U.S. Consulate Attacked In Jiddah
Attackers struck the heavily guarded U.S. consulate in this port city, the latest strike against Western targets in Saudi Arabia, with witnesses saying a car exploded just outside.
Saudi officials say there were casualties and hostages may have been taken. After an hour-long gun battle, officials say three attackers are dead and two others are injured and under arrest.
"We have accounted for all Americans on the compound in Jiddah and none of them are being held hostage," said U.S. Embassy spokeswoman Carol Kalin, in Riyadh.
Al-Arabiya satellite television reported four attackers tried to storm the compound in a car and the vehicle then blew up in front of the building.
Officials say the attackers then hit the heavily fortified consulate with explosives and machine guns.
More than an hour after the explosion, gunfire exchanges still could be heard, in an apparent battle between Saudi security forces and at least five attackers who reportedly managed to get inside the compound.
Kalin said the embassy had reports of two people injured among its local staff. Saudi security officials said two security guards at the gate of consulate were wounded, one of them seriously, after the attackers opened fire on them before entering the mission.
A Saudi health official, speaking on condition of anonymity, said several people injured in the blast were taken to a hospital in Jiddah. None are Americans, according to the official.

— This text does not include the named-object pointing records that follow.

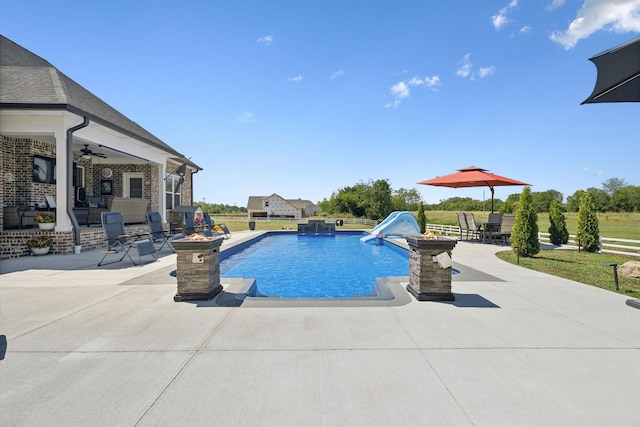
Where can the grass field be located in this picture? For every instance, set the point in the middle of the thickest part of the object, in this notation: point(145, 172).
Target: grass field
point(581, 267)
point(620, 225)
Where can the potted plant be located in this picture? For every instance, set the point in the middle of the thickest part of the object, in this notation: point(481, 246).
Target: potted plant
point(40, 245)
point(46, 221)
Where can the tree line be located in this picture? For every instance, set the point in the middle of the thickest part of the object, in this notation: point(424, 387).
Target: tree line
point(377, 199)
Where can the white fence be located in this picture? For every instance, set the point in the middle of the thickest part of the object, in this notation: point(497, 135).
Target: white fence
point(607, 244)
point(345, 221)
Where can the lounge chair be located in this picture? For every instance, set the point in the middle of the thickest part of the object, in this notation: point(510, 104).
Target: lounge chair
point(157, 231)
point(467, 224)
point(504, 231)
point(119, 242)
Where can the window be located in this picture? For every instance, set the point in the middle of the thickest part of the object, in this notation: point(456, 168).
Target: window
point(173, 191)
point(78, 175)
point(44, 170)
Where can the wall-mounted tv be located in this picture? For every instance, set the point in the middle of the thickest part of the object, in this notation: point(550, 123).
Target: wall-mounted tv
point(44, 169)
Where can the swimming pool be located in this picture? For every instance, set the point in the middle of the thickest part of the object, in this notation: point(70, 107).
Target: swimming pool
point(289, 265)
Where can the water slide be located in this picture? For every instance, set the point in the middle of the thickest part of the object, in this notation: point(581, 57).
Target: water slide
point(397, 224)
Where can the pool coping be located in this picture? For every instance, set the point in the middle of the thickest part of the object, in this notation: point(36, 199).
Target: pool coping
point(392, 288)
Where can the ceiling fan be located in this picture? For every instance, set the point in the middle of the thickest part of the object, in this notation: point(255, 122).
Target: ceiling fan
point(88, 152)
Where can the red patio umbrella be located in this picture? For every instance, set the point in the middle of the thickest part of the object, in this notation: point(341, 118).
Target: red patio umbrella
point(472, 176)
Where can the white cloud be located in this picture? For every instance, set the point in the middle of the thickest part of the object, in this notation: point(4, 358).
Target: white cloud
point(500, 19)
point(245, 117)
point(399, 91)
point(466, 69)
point(337, 74)
point(265, 40)
point(620, 16)
point(486, 71)
point(555, 4)
point(464, 66)
point(432, 83)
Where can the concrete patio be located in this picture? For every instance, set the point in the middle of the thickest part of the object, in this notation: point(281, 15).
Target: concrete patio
point(89, 345)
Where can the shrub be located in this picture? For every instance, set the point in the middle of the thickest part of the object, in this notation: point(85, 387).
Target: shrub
point(525, 231)
point(558, 225)
point(588, 234)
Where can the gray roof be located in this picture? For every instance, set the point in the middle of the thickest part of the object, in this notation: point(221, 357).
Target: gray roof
point(29, 82)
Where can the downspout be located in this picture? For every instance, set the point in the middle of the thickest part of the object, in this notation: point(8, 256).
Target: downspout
point(70, 193)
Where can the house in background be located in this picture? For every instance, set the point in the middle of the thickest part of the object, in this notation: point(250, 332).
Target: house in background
point(62, 143)
point(275, 206)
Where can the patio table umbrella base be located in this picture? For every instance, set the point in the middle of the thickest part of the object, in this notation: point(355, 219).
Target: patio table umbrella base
point(198, 269)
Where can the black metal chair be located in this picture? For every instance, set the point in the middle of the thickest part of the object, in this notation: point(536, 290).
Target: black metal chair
point(157, 231)
point(119, 242)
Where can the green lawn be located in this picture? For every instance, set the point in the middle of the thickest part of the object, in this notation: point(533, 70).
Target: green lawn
point(581, 267)
point(620, 225)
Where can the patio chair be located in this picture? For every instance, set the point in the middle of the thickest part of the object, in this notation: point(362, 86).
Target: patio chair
point(119, 242)
point(467, 224)
point(157, 231)
point(491, 226)
point(506, 226)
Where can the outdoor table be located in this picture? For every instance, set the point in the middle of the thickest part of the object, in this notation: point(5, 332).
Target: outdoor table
point(488, 227)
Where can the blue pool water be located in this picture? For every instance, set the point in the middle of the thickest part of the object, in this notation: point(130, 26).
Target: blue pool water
point(297, 266)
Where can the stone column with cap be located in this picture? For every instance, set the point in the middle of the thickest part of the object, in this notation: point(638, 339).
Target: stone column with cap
point(198, 268)
point(430, 268)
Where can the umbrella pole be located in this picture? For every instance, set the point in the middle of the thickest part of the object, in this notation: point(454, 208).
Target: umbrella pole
point(492, 191)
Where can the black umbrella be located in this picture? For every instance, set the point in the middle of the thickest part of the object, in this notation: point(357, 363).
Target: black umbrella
point(618, 74)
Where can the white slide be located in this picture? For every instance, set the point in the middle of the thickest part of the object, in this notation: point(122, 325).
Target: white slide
point(397, 224)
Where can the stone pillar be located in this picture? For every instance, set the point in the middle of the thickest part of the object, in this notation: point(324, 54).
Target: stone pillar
point(430, 268)
point(198, 269)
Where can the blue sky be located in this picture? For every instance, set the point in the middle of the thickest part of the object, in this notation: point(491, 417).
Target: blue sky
point(302, 98)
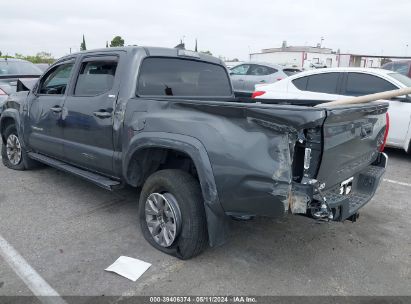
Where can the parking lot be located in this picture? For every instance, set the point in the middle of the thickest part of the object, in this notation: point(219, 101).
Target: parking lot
point(69, 231)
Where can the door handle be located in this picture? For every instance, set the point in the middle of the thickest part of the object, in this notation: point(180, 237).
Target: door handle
point(102, 114)
point(56, 109)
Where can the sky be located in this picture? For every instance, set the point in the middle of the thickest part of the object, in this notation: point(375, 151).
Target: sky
point(231, 29)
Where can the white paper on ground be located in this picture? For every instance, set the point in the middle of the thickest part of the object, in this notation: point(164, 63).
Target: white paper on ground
point(128, 267)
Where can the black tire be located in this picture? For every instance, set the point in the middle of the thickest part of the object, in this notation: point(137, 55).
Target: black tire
point(193, 237)
point(25, 162)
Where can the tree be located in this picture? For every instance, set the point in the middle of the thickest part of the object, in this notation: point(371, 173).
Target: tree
point(117, 41)
point(83, 46)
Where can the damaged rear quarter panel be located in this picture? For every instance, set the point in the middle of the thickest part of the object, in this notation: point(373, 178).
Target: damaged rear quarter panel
point(250, 146)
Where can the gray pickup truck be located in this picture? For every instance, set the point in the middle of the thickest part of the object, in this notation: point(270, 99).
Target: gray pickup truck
point(166, 120)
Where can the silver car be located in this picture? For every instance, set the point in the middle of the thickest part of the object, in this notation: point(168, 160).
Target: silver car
point(246, 75)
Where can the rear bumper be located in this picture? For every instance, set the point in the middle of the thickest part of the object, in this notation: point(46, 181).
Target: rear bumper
point(364, 186)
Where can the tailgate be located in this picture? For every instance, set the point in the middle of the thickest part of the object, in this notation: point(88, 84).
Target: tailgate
point(352, 137)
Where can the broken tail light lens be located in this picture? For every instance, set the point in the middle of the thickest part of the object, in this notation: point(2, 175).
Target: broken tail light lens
point(387, 128)
point(257, 93)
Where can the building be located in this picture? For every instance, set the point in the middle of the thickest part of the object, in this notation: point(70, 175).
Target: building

One witness near the scene told The Associated Press that smoke was rising from the area and said police are keeping cars and traffic from the area. Other witnesses told the AP that gunfire was heard just before the blast.
Khaled al-Maeena, the editor of Arab News located in Jiddah, also said thick smoke was visible from the consulate area and helicopters were flying overhead.

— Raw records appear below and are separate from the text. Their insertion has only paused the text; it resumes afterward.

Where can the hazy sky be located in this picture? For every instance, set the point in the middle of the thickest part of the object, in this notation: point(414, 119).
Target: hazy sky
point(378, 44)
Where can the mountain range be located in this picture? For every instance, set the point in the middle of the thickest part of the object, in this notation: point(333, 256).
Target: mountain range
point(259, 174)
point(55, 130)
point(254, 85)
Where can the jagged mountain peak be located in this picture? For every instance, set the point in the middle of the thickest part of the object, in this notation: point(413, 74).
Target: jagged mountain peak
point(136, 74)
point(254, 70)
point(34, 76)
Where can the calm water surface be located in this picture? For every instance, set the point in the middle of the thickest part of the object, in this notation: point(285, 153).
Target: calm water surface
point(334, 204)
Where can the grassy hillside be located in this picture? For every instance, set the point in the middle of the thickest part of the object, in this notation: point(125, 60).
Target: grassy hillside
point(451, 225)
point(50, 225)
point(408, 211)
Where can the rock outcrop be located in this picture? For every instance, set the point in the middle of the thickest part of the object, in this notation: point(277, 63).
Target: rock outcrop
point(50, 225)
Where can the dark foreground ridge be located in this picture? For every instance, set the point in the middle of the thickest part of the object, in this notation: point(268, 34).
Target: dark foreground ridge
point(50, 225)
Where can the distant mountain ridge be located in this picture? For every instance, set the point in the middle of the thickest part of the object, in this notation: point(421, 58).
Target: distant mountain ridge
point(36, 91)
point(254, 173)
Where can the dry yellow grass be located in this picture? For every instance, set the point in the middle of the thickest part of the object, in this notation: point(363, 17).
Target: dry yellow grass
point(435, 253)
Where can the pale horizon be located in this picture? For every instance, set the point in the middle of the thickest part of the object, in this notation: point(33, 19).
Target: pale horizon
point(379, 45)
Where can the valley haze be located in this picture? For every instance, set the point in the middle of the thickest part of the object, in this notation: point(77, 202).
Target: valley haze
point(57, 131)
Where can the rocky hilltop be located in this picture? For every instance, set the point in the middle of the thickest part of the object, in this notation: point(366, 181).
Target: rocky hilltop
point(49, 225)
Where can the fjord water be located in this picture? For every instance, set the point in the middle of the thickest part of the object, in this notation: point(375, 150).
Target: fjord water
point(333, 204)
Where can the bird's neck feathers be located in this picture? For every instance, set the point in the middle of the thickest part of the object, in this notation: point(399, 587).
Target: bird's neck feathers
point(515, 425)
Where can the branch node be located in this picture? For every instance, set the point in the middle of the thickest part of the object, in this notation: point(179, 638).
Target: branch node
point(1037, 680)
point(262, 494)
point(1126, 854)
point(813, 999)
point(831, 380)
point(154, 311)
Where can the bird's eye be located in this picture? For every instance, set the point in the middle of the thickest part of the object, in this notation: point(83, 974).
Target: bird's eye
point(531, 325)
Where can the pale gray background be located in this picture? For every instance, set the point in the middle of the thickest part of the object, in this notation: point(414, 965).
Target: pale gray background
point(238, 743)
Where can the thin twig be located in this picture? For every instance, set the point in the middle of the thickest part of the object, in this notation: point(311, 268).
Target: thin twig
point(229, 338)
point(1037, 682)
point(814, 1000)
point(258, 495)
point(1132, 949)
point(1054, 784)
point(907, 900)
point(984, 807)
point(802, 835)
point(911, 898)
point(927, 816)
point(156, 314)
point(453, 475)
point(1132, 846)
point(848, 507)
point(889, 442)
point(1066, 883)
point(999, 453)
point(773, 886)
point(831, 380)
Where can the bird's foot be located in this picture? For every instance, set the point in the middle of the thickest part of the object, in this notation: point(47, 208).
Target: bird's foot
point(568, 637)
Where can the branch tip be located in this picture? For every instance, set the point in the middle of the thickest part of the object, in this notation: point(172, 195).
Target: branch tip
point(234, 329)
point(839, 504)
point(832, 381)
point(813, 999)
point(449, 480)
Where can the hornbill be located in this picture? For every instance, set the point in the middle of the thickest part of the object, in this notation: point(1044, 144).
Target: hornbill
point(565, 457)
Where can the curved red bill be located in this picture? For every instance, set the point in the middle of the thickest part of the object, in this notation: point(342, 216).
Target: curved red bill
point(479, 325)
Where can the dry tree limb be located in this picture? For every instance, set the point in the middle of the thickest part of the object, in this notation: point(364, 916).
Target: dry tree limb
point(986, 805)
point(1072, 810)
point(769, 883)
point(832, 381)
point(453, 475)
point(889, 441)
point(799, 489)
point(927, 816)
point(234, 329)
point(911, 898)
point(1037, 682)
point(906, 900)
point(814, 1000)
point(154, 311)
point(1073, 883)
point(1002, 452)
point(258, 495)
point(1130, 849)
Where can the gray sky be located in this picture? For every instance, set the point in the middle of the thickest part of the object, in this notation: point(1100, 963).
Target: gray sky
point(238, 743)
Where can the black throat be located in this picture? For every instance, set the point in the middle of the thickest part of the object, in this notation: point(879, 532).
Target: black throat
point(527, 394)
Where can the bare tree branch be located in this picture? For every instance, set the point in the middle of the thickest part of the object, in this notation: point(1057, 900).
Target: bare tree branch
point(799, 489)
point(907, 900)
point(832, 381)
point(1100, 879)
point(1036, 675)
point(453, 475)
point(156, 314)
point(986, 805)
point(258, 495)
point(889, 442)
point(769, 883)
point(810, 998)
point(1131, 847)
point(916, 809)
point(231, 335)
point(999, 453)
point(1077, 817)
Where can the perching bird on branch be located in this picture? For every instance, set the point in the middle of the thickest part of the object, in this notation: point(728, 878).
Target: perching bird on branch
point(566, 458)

"The magnitude of this assault on the consulate has taken all Jiddah residents by surprise," he said.
The consulate is located in the heart of the city, just a half-mile from the city's Red Sea coastal road.
The building - like all U.S. diplomatic buildings and other Western compounds in Saudi Arabia - has been heavily fortified and guarded since last year's series of bombings against targets housing foreigners.

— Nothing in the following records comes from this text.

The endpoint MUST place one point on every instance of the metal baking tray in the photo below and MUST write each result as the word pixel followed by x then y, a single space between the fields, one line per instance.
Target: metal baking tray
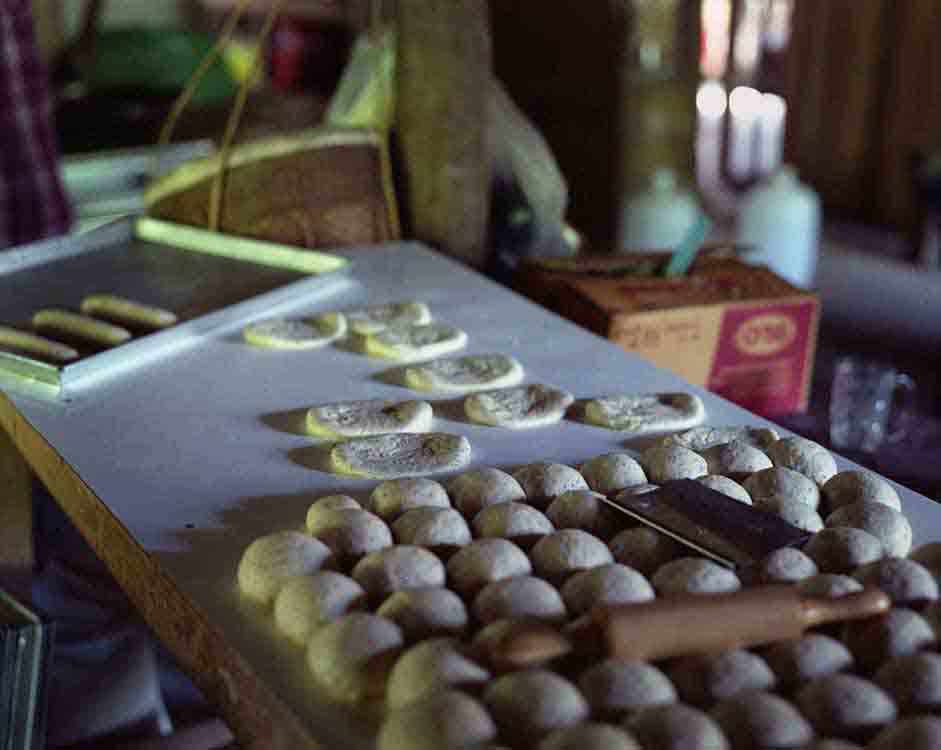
pixel 207 279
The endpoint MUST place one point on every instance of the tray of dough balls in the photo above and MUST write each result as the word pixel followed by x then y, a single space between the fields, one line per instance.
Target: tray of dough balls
pixel 84 305
pixel 398 602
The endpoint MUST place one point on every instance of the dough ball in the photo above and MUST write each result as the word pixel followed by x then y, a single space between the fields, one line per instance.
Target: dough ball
pixel 425 613
pixel 664 463
pixel 351 656
pixel 841 549
pixel 857 486
pixel 607 584
pixel 582 509
pixel 270 561
pixel 677 727
pixel 793 511
pixel 430 667
pixel 736 459
pixel 614 688
pixel 613 472
pixel 779 481
pixel 805 659
pixel 396 569
pixel 809 458
pixel 446 719
pixel 887 525
pixel 484 561
pixel 898 632
pixel 557 556
pixel 524 596
pixel 543 482
pixel 728 487
pixel 518 522
pixel 307 602
pixel 846 706
pixel 905 581
pixel 704 679
pixel 530 703
pixel 474 490
pixel 352 533
pixel 645 549
pixel 694 575
pixel 394 497
pixel 914 733
pixel 762 721
pixel 589 736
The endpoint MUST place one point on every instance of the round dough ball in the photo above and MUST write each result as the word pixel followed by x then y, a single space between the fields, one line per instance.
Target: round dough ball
pixel 887 525
pixel 474 490
pixel 446 719
pixel 429 667
pixel 779 481
pixel 805 659
pixel 614 688
pixel 518 522
pixel 846 706
pixel 352 533
pixel 736 459
pixel 543 482
pixel 728 487
pixel 677 727
pixel 524 596
pixel 762 721
pixel 905 581
pixel 694 575
pixel 605 585
pixel 425 613
pixel 533 702
pixel 667 462
pixel 856 486
pixel 704 679
pixel 398 568
pixel 394 497
pixel 271 561
pixel 645 549
pixel 793 511
pixel 307 602
pixel 589 736
pixel 351 656
pixel 582 509
pixel 613 472
pixel 484 561
pixel 809 458
pixel 841 549
pixel 562 553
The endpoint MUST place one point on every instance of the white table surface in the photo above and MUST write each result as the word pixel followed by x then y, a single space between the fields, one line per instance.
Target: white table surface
pixel 199 453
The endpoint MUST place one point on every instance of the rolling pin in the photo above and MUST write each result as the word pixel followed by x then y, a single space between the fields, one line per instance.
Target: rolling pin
pixel 685 624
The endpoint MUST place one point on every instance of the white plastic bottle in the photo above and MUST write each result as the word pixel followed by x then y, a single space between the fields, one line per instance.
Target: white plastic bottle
pixel 780 221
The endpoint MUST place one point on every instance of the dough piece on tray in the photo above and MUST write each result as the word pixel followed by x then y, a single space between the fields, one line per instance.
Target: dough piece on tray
pixel 307 333
pixel 475 372
pixel 415 342
pixel 31 344
pixel 522 407
pixel 375 318
pixel 81 327
pixel 401 455
pixel 127 311
pixel 348 419
pixel 646 412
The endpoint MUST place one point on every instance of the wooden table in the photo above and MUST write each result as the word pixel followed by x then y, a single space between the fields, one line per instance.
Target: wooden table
pixel 171 469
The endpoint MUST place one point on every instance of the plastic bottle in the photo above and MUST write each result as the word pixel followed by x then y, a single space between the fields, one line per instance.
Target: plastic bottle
pixel 780 221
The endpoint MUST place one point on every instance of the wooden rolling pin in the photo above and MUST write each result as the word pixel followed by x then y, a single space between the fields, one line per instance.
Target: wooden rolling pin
pixel 685 624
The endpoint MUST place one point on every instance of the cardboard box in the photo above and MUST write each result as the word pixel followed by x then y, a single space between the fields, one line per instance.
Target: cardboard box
pixel 739 330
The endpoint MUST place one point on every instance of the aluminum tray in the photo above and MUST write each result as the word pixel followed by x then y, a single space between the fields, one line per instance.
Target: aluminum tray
pixel 208 280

The attack is the latest in a series of attacks against Westerners since 2003. In May, 22 people were killed, including six Westerners, by militants who sprayed gunfire inside an oil contractor's office in Yanbu, 220 miles north of Jiddah.
In November 2003, a suicide car bomb killed 17 people and wounded 122 at a compound for foreign workers in Riyadh. Al Qaeda took responsibility for the shooting death of a British national in the Riyadh in September.